Yunanistan, Konsey kararını, 1985 martından beri uygulamadığı gibi, 1 haziranda başlattığı uygulama ile ICAO Konseyinin reddettiği eski yolu, J-60 yolu adı altında kullanacağını açıklamıştır.

Hükümetimizce, bununla ilgili olarak, zamanında Yunanistan nezdinde girişimde bulunulmuş; Ege’de gerginlik yaratarak olayları tırmandırmanın sorumluluğunun Yunanistan’a ait olacağı bildirilmiştir. Konu, ayrıca tarafımızdan ICAO’ya da intikal ettirilmiştir. Mesele, bugünlerde Paris’te ICAO toplantılarında görüşülmektedir.

Yunanistan’ın, ICAO Konseyinin istediği yolu uygulamaya koymak yerine, bilinen taktikleriyle, Türkiye’ye zorluk çıkartıp, kamuoyunu aldatmak çabaları hiçbir sonuç veremeyecektir.

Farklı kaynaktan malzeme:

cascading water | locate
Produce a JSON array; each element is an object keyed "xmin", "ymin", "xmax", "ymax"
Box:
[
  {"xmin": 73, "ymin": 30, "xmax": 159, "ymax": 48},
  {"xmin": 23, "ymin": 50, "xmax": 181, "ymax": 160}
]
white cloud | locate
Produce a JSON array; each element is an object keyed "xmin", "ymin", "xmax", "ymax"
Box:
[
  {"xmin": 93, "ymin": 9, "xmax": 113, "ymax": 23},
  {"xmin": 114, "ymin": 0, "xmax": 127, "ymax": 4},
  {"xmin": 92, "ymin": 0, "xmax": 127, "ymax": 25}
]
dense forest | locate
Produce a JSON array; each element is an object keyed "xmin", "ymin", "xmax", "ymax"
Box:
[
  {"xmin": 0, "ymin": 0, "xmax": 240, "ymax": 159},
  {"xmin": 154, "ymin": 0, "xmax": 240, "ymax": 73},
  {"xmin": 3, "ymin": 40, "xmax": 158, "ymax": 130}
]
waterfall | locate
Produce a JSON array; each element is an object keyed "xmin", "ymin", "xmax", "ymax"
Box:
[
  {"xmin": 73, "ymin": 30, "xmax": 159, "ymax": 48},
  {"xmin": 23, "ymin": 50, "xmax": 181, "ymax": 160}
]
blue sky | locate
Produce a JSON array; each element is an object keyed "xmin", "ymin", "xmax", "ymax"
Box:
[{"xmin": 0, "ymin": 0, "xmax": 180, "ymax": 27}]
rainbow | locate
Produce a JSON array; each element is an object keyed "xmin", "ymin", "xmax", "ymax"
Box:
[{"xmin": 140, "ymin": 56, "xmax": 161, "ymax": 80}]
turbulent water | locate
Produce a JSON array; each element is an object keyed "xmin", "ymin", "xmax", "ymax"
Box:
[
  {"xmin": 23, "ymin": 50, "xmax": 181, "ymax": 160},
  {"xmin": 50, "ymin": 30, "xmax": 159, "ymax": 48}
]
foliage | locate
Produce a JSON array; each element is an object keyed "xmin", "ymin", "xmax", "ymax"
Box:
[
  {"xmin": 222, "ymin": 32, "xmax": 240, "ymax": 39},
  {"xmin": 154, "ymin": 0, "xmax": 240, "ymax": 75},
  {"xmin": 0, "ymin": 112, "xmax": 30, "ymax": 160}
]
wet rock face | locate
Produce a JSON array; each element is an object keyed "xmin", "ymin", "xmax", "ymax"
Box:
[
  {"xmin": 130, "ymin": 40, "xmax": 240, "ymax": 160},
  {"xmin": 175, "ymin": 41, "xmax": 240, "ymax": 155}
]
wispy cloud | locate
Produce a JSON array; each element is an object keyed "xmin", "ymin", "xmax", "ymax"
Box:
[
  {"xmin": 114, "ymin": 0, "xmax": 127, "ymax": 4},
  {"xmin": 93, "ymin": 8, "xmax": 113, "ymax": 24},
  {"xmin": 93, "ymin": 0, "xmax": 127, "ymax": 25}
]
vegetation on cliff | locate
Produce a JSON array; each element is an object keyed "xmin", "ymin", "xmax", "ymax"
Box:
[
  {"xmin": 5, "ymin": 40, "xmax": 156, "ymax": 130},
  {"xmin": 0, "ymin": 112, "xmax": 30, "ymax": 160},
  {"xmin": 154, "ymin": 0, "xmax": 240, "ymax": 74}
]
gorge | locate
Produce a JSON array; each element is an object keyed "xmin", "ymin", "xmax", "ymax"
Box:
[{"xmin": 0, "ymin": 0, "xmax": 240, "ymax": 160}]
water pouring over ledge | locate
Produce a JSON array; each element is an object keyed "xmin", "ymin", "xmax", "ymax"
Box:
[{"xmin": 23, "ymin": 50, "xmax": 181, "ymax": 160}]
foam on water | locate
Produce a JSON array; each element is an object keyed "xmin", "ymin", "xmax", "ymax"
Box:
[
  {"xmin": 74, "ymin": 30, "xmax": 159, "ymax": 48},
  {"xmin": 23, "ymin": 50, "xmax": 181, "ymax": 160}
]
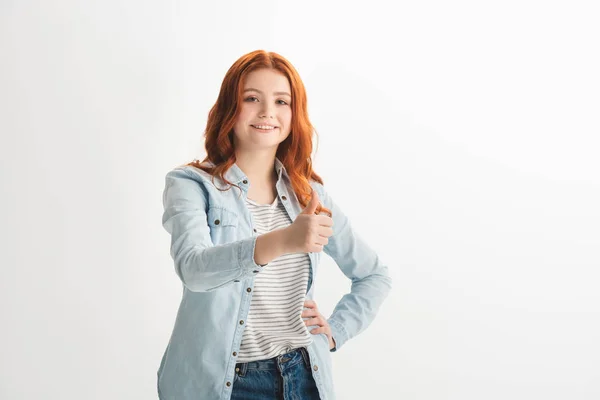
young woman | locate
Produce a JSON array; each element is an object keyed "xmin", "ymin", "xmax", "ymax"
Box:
[{"xmin": 158, "ymin": 50, "xmax": 391, "ymax": 400}]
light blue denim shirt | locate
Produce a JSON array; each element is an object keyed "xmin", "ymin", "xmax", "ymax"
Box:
[{"xmin": 157, "ymin": 159, "xmax": 391, "ymax": 400}]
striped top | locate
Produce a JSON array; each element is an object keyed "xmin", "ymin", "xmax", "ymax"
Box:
[{"xmin": 238, "ymin": 196, "xmax": 312, "ymax": 362}]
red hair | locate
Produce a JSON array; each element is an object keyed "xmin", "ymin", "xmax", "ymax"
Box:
[{"xmin": 186, "ymin": 50, "xmax": 331, "ymax": 216}]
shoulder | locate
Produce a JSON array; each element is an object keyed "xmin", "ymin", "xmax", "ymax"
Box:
[{"xmin": 165, "ymin": 165, "xmax": 220, "ymax": 186}]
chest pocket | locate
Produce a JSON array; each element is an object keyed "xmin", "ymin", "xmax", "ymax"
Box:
[{"xmin": 206, "ymin": 207, "xmax": 239, "ymax": 245}]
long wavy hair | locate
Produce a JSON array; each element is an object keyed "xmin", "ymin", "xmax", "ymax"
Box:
[{"xmin": 186, "ymin": 50, "xmax": 331, "ymax": 217}]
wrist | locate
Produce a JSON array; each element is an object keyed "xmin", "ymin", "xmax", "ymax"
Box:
[{"xmin": 277, "ymin": 227, "xmax": 292, "ymax": 255}]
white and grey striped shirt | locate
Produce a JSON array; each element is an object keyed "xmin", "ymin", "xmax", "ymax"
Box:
[{"xmin": 238, "ymin": 197, "xmax": 312, "ymax": 362}]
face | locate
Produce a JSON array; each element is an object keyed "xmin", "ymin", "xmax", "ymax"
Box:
[{"xmin": 233, "ymin": 69, "xmax": 292, "ymax": 151}]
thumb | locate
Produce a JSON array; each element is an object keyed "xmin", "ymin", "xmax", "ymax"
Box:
[{"xmin": 302, "ymin": 190, "xmax": 319, "ymax": 214}]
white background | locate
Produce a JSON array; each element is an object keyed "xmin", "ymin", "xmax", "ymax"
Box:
[{"xmin": 0, "ymin": 0, "xmax": 600, "ymax": 400}]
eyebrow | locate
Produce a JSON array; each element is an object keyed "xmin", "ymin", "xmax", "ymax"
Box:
[{"xmin": 244, "ymin": 88, "xmax": 292, "ymax": 97}]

Türkiye, gerekli girişimlerini yapmıştır. Uygun göreceği tedbirleri de her an alacak durumdadır. Ancak, Yunanistan’ın aksine, devlet hukukuna uygun hareket ettiğimiz ve itidalli davranmayı tercih ettiğimiz için, girişimlerimizin sonucunu bekliyoruz. Yunanistan’ın, Ege’de Türkiye’ye güçlük çıkarma siyasetinin yeni bir tezahürü olan J-60 hava koridoru konusunda kararlı tutumumuz devam edecektir.

Sayın milletvekilleri, Limni meselesi de dahil olmak üzere, Ege ile ilgili bütün konularda Lozan Antlaşması ile tesis edilmiş bulunan dengenin korunması başlıca hedefimizi teşkil etmektedir. Bu yolda kararlılıkla yürümeye devam edeceğiz.

Her vesile ile açıkladık; Türkiye’nin hiç kimsenin toprağında gözü yoktur; ama, başkaların da Türkiye’nin milli menfaatlerine zarar verici davranışlar içine girmelerini müsamaha ile karışlamamız kabil değildir. Yunanistan’ın da bu gerçeği daha fazla gecikmeden idrak etmesi lazımdır.

Sayın Korkmaz ve arkadaşlarının önergelerinde belirttikleri konular hakkında, hükümetimizin görüşlerini açıklamış bulunuyorum. Bu konularda hükümet olarak ayrıca bir genel görüşme açılmasını gerekli görmüyoruz. Takdir yüce Meclisindir.